Even though Trump has basically blurted out as much!
Walter Hinteler
 
  0  
Mon 2 Nov, 2020 07:25 am
@hightor,
hightor wrote:
in reality it's just hooliganism committed by people with little regard for public safety, egged on by the authoritarian in the White House who has already demonstrated a callous disregard for public health.
However, this is not an isolated incidents.

There is a pattern behind it: a right-wing minority is trying to intimidate the majority.
And in the WH, the Bully President is in the front line.
0 Replies
 
hightor
 
  0  
Mon 2 Nov, 2020 07:35 am
Somebody wrote:

The systematic racism bullshit comes from Critical race theory.

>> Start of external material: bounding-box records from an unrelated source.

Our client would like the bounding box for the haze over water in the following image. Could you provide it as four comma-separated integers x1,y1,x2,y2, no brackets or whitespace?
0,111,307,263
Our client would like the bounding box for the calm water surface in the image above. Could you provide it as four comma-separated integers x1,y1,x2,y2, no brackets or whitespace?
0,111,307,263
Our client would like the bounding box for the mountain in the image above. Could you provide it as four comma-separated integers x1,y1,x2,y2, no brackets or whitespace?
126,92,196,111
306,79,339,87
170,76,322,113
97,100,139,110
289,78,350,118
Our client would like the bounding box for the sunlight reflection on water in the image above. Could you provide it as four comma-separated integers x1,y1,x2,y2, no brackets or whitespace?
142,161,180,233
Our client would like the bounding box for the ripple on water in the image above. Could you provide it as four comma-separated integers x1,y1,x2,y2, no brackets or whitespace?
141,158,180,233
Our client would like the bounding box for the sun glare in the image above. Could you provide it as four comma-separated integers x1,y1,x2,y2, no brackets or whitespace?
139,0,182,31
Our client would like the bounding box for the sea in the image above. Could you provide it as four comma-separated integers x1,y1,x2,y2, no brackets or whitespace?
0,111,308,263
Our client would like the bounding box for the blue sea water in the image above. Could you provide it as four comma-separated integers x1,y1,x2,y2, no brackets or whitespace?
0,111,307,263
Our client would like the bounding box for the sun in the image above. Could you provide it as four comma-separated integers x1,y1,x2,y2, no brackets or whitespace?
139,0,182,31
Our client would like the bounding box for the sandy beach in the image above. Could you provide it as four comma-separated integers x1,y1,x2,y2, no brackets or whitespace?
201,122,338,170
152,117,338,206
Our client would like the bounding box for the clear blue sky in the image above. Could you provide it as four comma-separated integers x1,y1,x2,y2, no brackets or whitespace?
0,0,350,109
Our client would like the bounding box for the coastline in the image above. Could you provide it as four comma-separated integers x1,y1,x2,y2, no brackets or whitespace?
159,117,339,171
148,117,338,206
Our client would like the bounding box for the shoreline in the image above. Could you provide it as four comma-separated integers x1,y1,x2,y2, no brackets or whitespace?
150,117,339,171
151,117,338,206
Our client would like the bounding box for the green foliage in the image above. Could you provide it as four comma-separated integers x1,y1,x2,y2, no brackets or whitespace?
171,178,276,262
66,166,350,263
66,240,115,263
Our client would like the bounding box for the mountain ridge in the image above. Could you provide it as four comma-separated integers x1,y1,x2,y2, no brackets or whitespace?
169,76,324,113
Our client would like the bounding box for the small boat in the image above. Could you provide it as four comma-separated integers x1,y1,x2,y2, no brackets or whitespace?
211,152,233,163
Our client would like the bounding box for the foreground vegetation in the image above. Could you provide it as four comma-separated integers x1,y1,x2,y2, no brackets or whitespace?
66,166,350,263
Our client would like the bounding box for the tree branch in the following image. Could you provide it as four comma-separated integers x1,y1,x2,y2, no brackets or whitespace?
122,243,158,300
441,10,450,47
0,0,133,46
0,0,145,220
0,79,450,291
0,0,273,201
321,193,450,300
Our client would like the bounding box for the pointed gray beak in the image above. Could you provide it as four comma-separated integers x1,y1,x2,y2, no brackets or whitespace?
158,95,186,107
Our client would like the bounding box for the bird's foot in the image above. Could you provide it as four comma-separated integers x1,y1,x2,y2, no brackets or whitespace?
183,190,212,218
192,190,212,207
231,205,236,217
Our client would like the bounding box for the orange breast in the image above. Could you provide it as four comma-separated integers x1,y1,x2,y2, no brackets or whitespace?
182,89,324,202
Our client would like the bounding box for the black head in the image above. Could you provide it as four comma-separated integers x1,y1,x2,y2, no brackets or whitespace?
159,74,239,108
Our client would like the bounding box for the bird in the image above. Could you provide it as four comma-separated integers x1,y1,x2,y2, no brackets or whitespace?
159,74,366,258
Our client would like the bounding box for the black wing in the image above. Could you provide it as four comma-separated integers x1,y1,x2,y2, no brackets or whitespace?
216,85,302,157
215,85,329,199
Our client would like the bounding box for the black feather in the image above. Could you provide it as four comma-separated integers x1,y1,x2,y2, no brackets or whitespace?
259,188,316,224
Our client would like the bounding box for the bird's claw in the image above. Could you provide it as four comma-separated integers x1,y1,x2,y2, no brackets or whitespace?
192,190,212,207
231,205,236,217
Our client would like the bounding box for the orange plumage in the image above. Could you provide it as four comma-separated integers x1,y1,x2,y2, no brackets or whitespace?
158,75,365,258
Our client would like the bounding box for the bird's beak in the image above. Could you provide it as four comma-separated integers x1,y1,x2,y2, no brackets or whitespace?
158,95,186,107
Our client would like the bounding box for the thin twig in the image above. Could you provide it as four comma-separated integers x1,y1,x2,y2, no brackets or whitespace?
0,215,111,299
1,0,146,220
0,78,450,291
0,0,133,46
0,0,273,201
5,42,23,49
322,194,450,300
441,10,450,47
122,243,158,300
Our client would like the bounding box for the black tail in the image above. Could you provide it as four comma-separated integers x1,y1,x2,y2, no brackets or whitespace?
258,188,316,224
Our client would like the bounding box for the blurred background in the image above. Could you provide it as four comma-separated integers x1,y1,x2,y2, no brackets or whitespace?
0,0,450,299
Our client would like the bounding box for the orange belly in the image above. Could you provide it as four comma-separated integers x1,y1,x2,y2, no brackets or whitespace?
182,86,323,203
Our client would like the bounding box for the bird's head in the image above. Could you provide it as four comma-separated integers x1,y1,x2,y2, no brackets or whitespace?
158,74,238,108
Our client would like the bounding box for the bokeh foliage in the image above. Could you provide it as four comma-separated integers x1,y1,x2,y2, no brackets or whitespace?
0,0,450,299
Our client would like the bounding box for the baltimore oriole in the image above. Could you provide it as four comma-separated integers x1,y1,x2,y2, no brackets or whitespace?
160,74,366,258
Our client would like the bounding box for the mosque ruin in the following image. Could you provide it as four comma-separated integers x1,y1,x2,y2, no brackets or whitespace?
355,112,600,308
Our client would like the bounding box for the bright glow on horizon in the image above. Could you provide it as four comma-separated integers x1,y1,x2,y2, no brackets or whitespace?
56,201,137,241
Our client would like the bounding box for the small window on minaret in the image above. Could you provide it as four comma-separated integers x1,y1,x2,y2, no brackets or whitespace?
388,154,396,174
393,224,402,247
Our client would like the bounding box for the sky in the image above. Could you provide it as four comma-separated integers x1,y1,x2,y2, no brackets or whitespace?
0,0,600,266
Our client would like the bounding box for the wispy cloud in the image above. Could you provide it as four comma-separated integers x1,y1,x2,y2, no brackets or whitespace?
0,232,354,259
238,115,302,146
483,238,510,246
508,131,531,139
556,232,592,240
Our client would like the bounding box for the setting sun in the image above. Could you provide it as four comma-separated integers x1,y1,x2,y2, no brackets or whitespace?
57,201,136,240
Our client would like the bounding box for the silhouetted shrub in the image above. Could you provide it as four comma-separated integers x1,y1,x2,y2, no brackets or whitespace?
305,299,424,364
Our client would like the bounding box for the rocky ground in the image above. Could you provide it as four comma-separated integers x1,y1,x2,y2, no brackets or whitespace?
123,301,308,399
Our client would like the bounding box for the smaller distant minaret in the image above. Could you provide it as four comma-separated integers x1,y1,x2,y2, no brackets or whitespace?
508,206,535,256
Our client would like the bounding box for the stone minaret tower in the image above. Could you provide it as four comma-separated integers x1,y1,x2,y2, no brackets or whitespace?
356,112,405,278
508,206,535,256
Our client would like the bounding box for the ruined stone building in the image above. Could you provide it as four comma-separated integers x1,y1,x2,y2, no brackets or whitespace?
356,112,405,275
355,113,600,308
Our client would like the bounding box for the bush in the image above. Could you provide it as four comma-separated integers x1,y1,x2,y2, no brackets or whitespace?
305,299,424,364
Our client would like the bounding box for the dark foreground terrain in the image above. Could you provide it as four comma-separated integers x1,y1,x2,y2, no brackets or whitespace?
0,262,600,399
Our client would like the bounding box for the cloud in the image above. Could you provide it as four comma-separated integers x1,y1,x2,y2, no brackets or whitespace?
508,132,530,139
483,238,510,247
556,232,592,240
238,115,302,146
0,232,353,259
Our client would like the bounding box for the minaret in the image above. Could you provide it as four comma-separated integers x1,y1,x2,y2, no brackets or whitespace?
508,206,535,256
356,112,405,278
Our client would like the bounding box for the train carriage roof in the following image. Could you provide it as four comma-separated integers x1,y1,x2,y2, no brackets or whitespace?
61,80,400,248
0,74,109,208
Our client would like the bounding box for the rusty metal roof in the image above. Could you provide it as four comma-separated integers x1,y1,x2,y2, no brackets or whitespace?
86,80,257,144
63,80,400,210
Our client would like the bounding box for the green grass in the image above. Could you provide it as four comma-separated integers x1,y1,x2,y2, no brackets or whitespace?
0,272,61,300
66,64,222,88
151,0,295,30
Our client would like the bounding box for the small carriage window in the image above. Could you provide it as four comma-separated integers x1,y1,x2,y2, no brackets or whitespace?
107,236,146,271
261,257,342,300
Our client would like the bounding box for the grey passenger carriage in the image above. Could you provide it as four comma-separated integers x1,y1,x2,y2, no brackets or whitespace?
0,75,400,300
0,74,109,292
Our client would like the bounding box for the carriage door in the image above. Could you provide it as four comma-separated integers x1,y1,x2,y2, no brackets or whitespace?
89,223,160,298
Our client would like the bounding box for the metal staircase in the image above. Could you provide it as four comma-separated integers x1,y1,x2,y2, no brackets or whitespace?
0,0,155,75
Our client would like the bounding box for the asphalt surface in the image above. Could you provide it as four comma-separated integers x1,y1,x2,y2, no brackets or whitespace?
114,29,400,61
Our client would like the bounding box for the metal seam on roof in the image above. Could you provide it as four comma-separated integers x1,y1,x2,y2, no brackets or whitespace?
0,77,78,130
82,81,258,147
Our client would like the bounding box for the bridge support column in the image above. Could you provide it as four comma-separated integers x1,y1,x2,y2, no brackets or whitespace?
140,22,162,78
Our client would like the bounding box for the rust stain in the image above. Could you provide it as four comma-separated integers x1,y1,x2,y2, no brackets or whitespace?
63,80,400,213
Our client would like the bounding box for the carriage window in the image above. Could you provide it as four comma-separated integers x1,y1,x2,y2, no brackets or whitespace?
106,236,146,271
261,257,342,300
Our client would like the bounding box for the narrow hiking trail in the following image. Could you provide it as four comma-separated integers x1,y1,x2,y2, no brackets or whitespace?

Somebody needs to learn how to read. The concept of systemic racism doesn't derive from Critical Race Theory (which wasn't developed until the late '80s). It's not even a "theory" — it's the name given to a very real set of conditions:
Quote:
Extensive academic research and data collected by the federal government and researchers has documented numerous ways that Black Americans experience life in the United States differently from their white counterparts.

It's called "systemic" racism because it's ingrained in nearly every way people move through society in the policies and practices at institutions like banks, schools, companies, government agencies, and law enforcement.


Here's how it works:
26 simple charts to show friends and family who aren't convinced racism is still a problem in America
blatham
 
  0  
Mon 2 Nov, 2020 07:50 am
Whatever you read today, add this...
Quote:
America’s Press and the Asymmetric War for Truth
Jay Rosen
The Republican Party—now committed to minoritarian rule, not democracy—needs fictions to sustain its power. And that means a collision with honest journalism.
November 1, 2020
NYRB

If you're not able to access, let me know and I'll post in toto.
Walter Hinteler
 
  1  
Mon 2 Nov, 2020 07:54 am
@blatham,
Russian government-supported organisations are playing a small but increasing role amplifying conspiracy theories promoted by QAnon, raising concerns of interference in the US election(s).

Graphica: Interpreting Social Qs: Implications of the Evolution of QAnon (pdf)
blatham
 
  1  
Mon 2 Nov, 2020 08:05 am
@Walter Hinteler,
Thanks Walter!
0 Replies
 
blatham
 
  1  
Mon 2 Nov, 2020 09:13 am
Quote:
Secretary Pompeo
@SecPompeo

US government account
· 1h
We are deeply concerned by reports of election irregularities, politically motivated arrests, and violence during Tanzania’s elections last week. We urge authorities to fully address concerns of irregularities and will review allegations of the use of force against civilians.
0 Replies
 
coldjoint
 
  4  
Mon 2 Nov, 2020 11:11 am
@hightor,
Quote:
Extensive academic research and data collected by the federal government and researchers

That is a warning sign right there. Academics hate this country whether from what they learned or who is really paying them(as in foreign governments).

And I and others are not buying that crap. I do not care how many reasons you give when the main reason for pushing this crap is keeping people divided, promoting self-hatred and manufactured guilt. And then it is all used for political gains.